Featured in Fringe Art Magazine, Issue 34, Spring '13
6 Pieces by Tracy Levesque
From the Paradise City Marlborough Spring Guide 2013
From the Melrose ARTISTS Talk blog posted March 21, 2013
The shared thoughts and artwork of Tracy Levesque.
Tracy is a visiting artist from Lowell, MA. Her work will be on exhibit at the Melrose Arts Festival on April 26-28, 2013.
Q. What does Art mean to you?
Art is life itself in its truest expression. Nature is constantly creating, evolving and changing and so is art. As human beings we can’t help but respond to the changes we see going on around us and recreate them in our own little universes. An artist embodies this creation on a very small and individual scale in comparison to nature, but I think art is a very innate expression for human beings. Creativity is as natural as breathing and as essential.
Q. What role did art play in your life as a child?
Art was (and still is) to me what Oz was to Dorothy and what Wonderland was to Alice – a wonderful world completely of my own creation.
Q. As a self-taught artist, how did you develop your talent and artistic perspective?
I grew up in a creative environment where drawing and making things were the normal everyday activities. My parents and grandparents encouraged my sisters and I to read, draw, use our imaginations and spend time outdoors playing in and observing nature. I was always in love with the magic of our world; the uniqueness of people’s faces, the beauty and color in their expressions, landscapes and trees and of course, the mystical moon. I practiced painting these things over and over until I found my own way of seeing. Later, I read every book I could find on the technical aspects of drawing and painting as my interest in the arts grew. I also asked working artists lots of questions on technique and process. I researched the work of artists I loved and started to understand where and how inspiration could be funneled into technique. Experience, in the end, is always the best teacher. Life takes us all on an amazing journey and we can pick choose what we let into our own personal world and as an artist, this is the most important part of the process. Life, more than any school, technique or person, is ultimately what makes an artist.
Q. How do you interpret life through your art?
I use the color, texture and line to evoke and emotional response from the viewer. People have a strong reaction to bright color – it truly makes them feel happy. I use the line and texture to draw them in – they follow the lines and get lost in the textures. It makes them think about what they are looking at because even though they may know what it is, it’s a fresh and rather unconventional interpretation that sparks their imagination.
Q. Through the capture of nature and life, your paintings balance fantasy with reality? What influenced this?
We all love to dream, but no matter how fantastical the dream, it’s always rooted in reality. I started out as a realistic artist staying close to the traditional interpretations of landscape and portraiture, but over time this process evolved organically and I moved further away from realism into the kind of work I do now. I think it’s important to learn to draw things properly in the beginning and be true to nature before you find your own voice.
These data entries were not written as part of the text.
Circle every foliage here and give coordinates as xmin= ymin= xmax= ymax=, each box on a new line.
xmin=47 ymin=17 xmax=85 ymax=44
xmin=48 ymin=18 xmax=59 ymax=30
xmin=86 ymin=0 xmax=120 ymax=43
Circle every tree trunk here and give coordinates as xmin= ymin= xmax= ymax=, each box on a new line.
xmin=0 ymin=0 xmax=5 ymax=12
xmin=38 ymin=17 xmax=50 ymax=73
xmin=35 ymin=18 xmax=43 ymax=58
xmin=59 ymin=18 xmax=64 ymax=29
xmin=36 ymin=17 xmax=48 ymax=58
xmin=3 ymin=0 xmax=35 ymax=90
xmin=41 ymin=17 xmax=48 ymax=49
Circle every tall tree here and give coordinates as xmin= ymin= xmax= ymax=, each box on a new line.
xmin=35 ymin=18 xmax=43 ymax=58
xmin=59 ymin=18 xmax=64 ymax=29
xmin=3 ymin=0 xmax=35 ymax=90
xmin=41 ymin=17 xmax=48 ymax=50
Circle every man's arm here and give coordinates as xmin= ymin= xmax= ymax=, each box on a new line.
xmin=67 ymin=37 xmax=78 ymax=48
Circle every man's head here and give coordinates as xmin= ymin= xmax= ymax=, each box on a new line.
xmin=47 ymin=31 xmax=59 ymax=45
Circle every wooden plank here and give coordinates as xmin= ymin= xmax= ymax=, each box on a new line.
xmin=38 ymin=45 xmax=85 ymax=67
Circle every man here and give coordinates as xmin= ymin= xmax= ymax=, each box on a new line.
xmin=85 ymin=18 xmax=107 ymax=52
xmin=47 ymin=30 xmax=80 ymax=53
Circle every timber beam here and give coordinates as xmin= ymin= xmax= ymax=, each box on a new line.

I believe realism is important in the sense that people need to recognize what they are looking at in a painting, but I think that is all that is necessary. I have always loved to read and I think that has influenced my work a great deal. I love telling stories through my work and inspiring people to see something special in everything. Like I said before, people like to dream, they like to be happy and be surrounded by beauty and I think when a person looks at a painting they should be completely whisked away into an enchanted world filled with magic. Reality is everywhere and too much so nowadays, so it’s important that a painting should take you back to your imagination. For instance, I paint a lot of birch trees and people always know that they are looking at birch trees but then, they find something else there between the expressive lines and exaggerated colors – they find a personal memory or a place they once knew and they are happy. I feel the same thing when I paint. I love these beautiful places that the world is full of and I want to share them with the world.
Q. Your work displays an importance to lines and abstract shapes. How do you relate this to what you are capturing?
If you look close enough at nature, everything has texture and is abstracted in a way. Leaves become seas of color and tree bark transforms into geometrical patterns climbing towards the sky. When you are standing in a forest all your senses come into play, not just your eyes – you smell things, feel things and hear things. A two-dimensional painting needs to be exaggerated to recreate this kind of sensation, so my work tends towards a more tactile representation. I use a painting knife and thick impasto paint juxtaposed against smooth brushwork to evoke this kind of response. I want to capture the flavor of he visual feast so I exaggerate and play with visual representation quite a bit.
Q. What importance does your work hold in your life?
My work is paramount in my life. I truly love what I do and I am always working towards improving my abilities and understanding of my craft.